A singularidade do duelo diante do Manchester City

Ainda não têm esse peso, mas os duelos entre o Manchester City e o Arsenal estão no caminho para substituírem os confrontos entre os cityzens de Pep Guardiola e o Liverpool de Jurgen Klopp como duelos definidores e capazes de fazer parar a Premier League. Na última temporada o Arsenal não perdeu nenhum e esta época conseguiu manter o registo.

O segredo para o Arsenal levantar a Premier League não está nos duelos contra os grandes, mas sim na regularidade quando são claramente favoritos. Na última temporada nenhuma equipa fez tantos pontos contra os big-6 como o Arsenal. Este ano os gunners já venceram na deslocação à casa do Tottenham, empataram no terreno do Manchester City e, não sendo um big-6, também derrotaram o Aston Villa em Birmingham.
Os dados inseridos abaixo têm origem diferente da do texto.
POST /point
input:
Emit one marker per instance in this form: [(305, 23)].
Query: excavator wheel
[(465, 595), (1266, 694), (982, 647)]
Depois do apito final do Manchester City x Arsenal, encontro com um sabor agridoce para ambos os lados e cujas expectativas frustrantes de um entediante 0-0 foram amplamente superadas, muito se falou da forma como os gunners se fizeram pequenos para segurar uma vantagem mínima. Bernardo Silva foi porta voz das duras críticas e arrasou com o plano dos rivais lembrando, precisamente, o Liverpool. A estratégia de Mikel Arteta não foi a mais bonita do ponto de vista estético, a mais ousada do ponto de vista estratégico – dá para recordar o Tottenham x Chelsea do ano passado – ou a mais inovadora do ponto de vista histórico; mas esteve perto de funcionar às mil maravilhas.
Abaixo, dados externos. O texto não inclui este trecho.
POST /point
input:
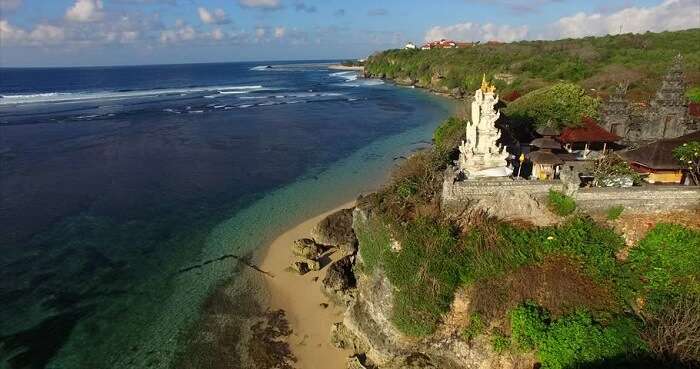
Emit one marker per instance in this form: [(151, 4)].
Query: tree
[(688, 155), (560, 105)]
Antes disso, a realidade é que foi ainda com 11×11 que o Manchester City esteve melhor, retirando conforto ao Arsenal, acionando Savinho como criador e chegando com perigo à área. Numa destas investidas, Gabriel Magalhães e Thomas Partey foram atraídos e abriram uma autoestrada para Erling Haaland explorar. A superioridade cityzen foi-se esfumando e foi o Arsenal, mais pragmático que criativo – a ausência de Martin Odegaard pesa neste sentido – a marcar e a conseguir competir.

Há, nesta altura, um ponto chave a destacar: a forma como o Arsenal se tornou na melhor equipa do mundo no que toca a situações de bola parada ofensiva. Nicolas Jover já havia integrado a equipa técnica de Pep Guardiola e reencontrou Mikel Arteta em 2021, elevando o nível da bola parada dos gunners que se tornaram no clube da Premier League com mais golos na sequência de cantos ou livres laterais. A forma como os gunners usam os bloqueios – a Premier League terá de se pronunciar e de dar orientações claras quanto ao que é legal ou não – para permitir que a bola chegue à referência, geralmente Gabriel Magalhães, esteve na origem do golo da reviravolta e de vários lances de perigo nas últimas temporadas.

A expulsão de Leandro Trossard e a troca ao intervalo cimentaram o Arsenal num 5-4-0 que procurou proteger a área e controlar a largura. O trabalho silencioso de jogadores como Kai Havertz e a capacidade de impedir vantagens e igualdades numéricas nos corredores e de impedir entradas pelo corredor central levou o jogo a um terreno descaracterizado e impróprio para definir um Arsenal que, apesar de tudo, tem adotado cada vez mais estratégias conservadoras nos jogos grandes. E é assim que tem conseguido competir.

A lesão de Rodri – lamentável como todas as lesões – abre um caminho menos bravo ao Arsenal para conquistar a Premier League. Continua a partir atrás do Manchester City, mas a distância não é tão grande. É este o grande objetivo dos pupilos de Mikel Arteta. A Europa, onde ainda não soma glórias, pode ficar para mais tarde.